Mme Catherine Procaccia a demandé où en était le référendum d’autodétermination en cours à Bougainville.


Mme Marie-Pierre Giron a rappelé que Bougainville est une province de la Papouasie-Nouvelle-Guinée qui fait partie, géographiquement, de l’archipel des Salomon. L’île a connu une période de violence dans les années 1990, liée à des mouvements séparatistes. Très meurtriers, les affrontements ont causé la mort d’environ 20 000 personnes. L’accord de paix conclu en 2001 a prévu la tenue d’un référendum sur l’indépendance de l’île à l’issue d’une période d’autonomie. C’est ce référendum, à valeur consultative, qui se déroule actuellement, les électeurs devant choisir entre l’indépendance ou une plus grande autonomie au sein de la Papouasie-Nouvelle-Guinée. Or il est vraisemblable que ces derniers se prononcent pour l’indépendance, ce qui pourrait raviver les tensions, le Parlement de Papouasie-Nouvelle-Guinée y étant hostile. Bien qu’elle dispose d’une mine de cuivre, Bougainville formerait un État fragile si elle devenait indépendante, et serait susceptible d’entrer dans la sphère d’influence de la Chine.

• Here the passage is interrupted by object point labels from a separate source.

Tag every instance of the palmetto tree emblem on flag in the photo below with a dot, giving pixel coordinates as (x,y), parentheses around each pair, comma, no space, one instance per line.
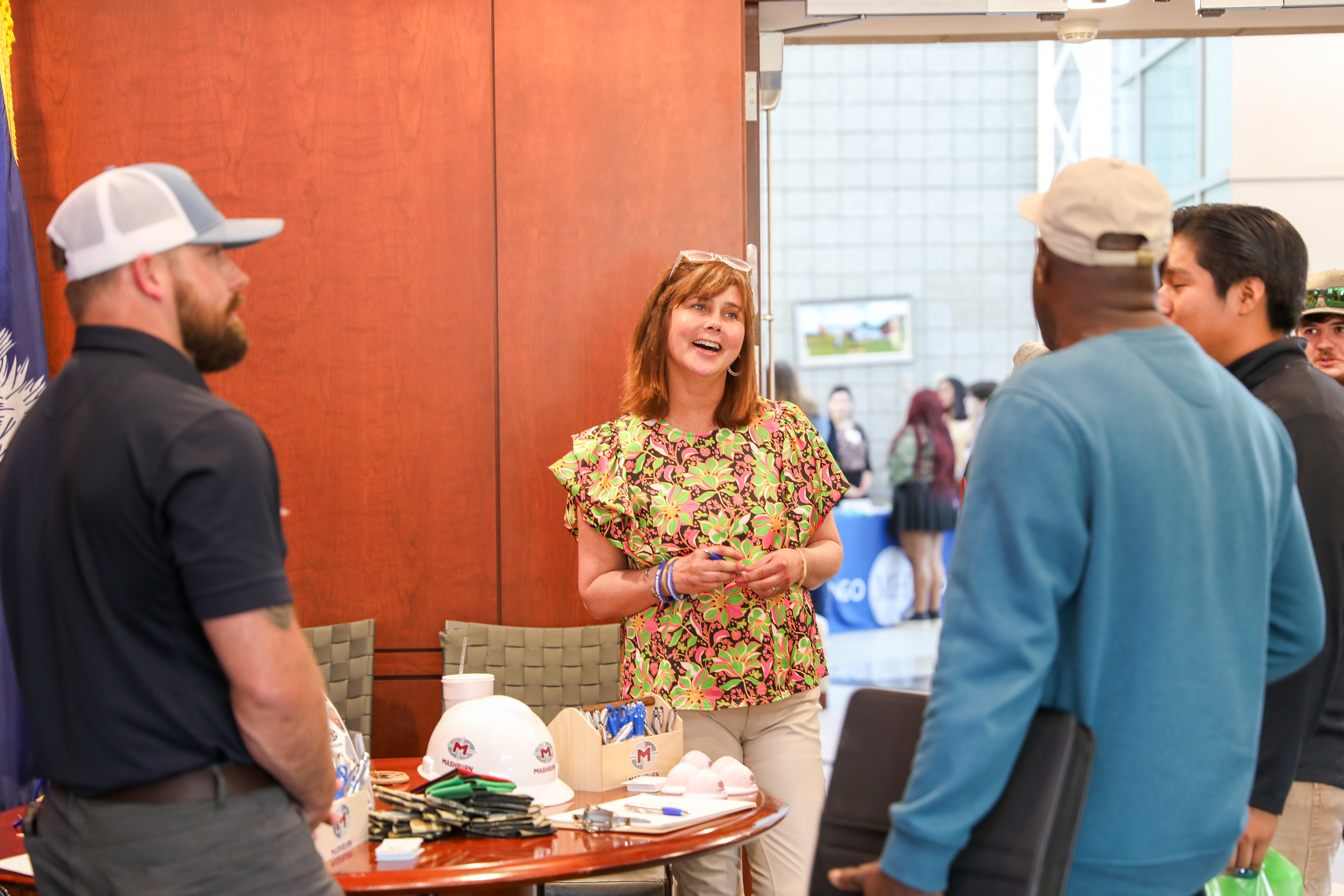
(18,391)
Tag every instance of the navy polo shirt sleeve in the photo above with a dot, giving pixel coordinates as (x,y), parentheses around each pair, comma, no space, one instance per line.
(219,510)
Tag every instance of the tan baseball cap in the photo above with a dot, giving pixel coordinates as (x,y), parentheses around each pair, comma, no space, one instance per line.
(1326,293)
(1100,198)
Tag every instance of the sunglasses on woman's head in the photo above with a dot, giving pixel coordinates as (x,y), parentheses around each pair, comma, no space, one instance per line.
(698,257)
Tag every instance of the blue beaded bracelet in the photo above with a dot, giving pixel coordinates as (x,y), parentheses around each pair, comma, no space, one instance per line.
(673,581)
(658,585)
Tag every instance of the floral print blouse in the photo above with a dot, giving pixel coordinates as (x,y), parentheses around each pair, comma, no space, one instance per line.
(658,493)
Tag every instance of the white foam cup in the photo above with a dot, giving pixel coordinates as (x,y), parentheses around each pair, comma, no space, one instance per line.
(472,686)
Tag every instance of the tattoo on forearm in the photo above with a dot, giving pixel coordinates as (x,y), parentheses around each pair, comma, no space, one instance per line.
(283,614)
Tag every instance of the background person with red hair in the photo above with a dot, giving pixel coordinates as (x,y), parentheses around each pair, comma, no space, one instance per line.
(922,499)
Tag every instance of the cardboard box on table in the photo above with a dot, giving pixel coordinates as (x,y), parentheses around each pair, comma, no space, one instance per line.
(351,831)
(586,764)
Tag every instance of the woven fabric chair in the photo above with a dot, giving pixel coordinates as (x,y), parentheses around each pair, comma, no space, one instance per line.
(545,668)
(346,656)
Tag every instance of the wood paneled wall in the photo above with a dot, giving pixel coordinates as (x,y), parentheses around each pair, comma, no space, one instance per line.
(638,138)
(478,198)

Mme Marie-Pierre Giron a enfin attiré l’attention sur l’épidémie de rougeole, favorisée par une insuffisante couverture vaccinale, qui touche actuellement les îles Samoa, Tonga et Fidji, et qui a déjà occasionné le décès de plusieurs dizaine de malades. La France examine l’assistance qu’elle pourrait apporter aux autorités des pays concernés.